On appeal, we reversed. 13 Parcels LLC, 104 So.3d 377. We held that the arbitration provision in the operating agreements controlled the “duty to defend” cross-claims in the four foreclosure cases, and that actions taken in the continuing Joint Venture Lawsuit did not constitute a waiver of the cross-claim defendants’ right to demand arbitration in the four separate foreclosure suits. Id. at 380. We did not consider or decide whether the arbitration provisions in the four operating agreements then before us would mandate arbitration of any other dispute or claim asserted in the third amended complaint in the Joint Venture Lawsuit.
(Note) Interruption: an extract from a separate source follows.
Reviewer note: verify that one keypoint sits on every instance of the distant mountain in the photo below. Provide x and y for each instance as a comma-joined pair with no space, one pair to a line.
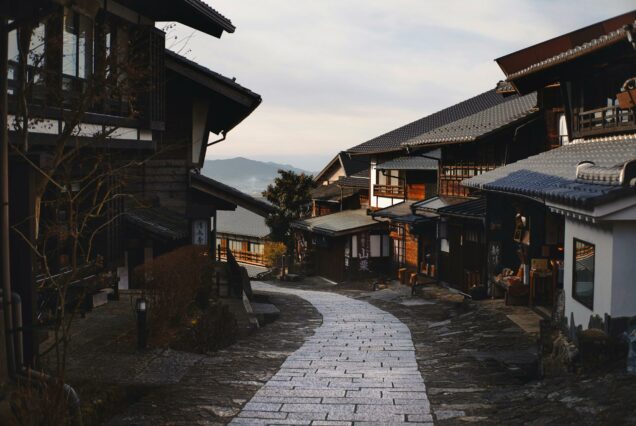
249,176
Thereafter, the defendants in the Joint Venture Lawsuit moved to compel arbitration in that case. The trial court denied the motion, and this appeal followed.
Analysis
The trial court’s ruling must be affirmed for two independently sufficient reasons. First, the Joint Venture Lawsuit is a much larger ease that includes claims, parties, and alleged agreements that are not governed by written dispute resolution provisions. As summarized in Seifert v. U.S. Home Corp., 750 So.2d 633, 636 (Fla.1999):
Under both federal statutory provisions and Florida’s arbitration code, there are three elements for courts to consider in ruling on a motion to compel arbitration of a given dispute: (1) whether a valid written agreement to arbitrate exists; (2) whether an arbitrable issue exists; and (3) whether the right to arbitration was waived.
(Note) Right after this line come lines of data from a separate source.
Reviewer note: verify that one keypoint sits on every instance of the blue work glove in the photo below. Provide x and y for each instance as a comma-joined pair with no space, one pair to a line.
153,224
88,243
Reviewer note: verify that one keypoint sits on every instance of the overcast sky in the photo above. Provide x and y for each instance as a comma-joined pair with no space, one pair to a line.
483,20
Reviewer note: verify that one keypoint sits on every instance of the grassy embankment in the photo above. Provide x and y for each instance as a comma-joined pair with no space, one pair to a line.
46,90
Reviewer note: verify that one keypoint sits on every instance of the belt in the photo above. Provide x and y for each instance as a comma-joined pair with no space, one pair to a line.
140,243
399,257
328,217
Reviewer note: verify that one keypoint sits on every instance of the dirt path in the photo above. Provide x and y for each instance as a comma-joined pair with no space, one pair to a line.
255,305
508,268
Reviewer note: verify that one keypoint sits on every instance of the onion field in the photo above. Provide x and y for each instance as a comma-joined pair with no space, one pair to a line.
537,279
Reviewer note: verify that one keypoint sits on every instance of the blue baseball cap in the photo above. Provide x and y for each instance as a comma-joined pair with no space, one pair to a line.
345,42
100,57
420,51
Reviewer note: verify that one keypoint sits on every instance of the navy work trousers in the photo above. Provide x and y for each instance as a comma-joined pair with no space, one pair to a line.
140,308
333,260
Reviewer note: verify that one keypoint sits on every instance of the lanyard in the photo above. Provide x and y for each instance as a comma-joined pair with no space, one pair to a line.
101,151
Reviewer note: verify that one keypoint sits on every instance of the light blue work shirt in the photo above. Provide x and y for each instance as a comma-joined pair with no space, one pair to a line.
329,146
With respect to the remaining claims under the Joint Venture Lawsuit (which do not include the “duty to defend” cross-claims in the four separate foreclosure cases), there is no valid written agreement to arbitrate those remaining claims.
Second, any limited right to arbitrate under the four LLC operating agreements (regarding only four of the thirty-seven defendants in the Joint Venture Lawsuit) was waived by the filing of the defendants’ motion to dismiss and memo-*1174randa, the discovery sought and provided, the motion for summary judgment, and the counterclaims against the plaintiffs, all of which are inconsistent with the alleged right to compel arbitration. Raymond James Fin. Servs., Inc. v. Saldukas, 896 So.2d 707 (Fla.2005).
We thus affirm the trial court’s order denying the defendants’ motion to compel arbitration regarding the third amended complaint in the Joint Venture Lawsuit (Case No. 3D13-2122). We dismiss as moot the appellants’ earlier and separate appeal from the trial court order denying their motion to compel arbitration of the claims set forth in the second amended complaint in the Joint Venture Lawsuit (Case No. 3D13 — 490). This opinion does not in any way affect the prosecution of the arbitration claims between Laquer and the four LLCs on the “duty to defend” claims and as described in our 13 Parcels LLC opinion.
Affirmed.
. Case No. 3D13-490 became moot when the third amended complaint was filed. We therefore dismiss that case. See, e.g., Vanderberg v. Rios, 798 So.2d 806, 807 (Fla. 4th DCA 2001). Case No. 3D13-2122 is an appeal from the circuit court’s denial of a motion to compel arbitration of the claims set forth in the appellees’ third amended complaint in the Joint Venture Lawsuit.
. The dispute resolution provision contained additional details regarding the selection of the single arbitrator, confirmation of any award, and the recovery of attorney’s fees and costs by the prevailing party.
. The four LLCs involved in these foreclosures were 13 Parcels LLC; 46 NE 10th LLC; 44 NW X 1th LLC; and 700 NE 1st LLC.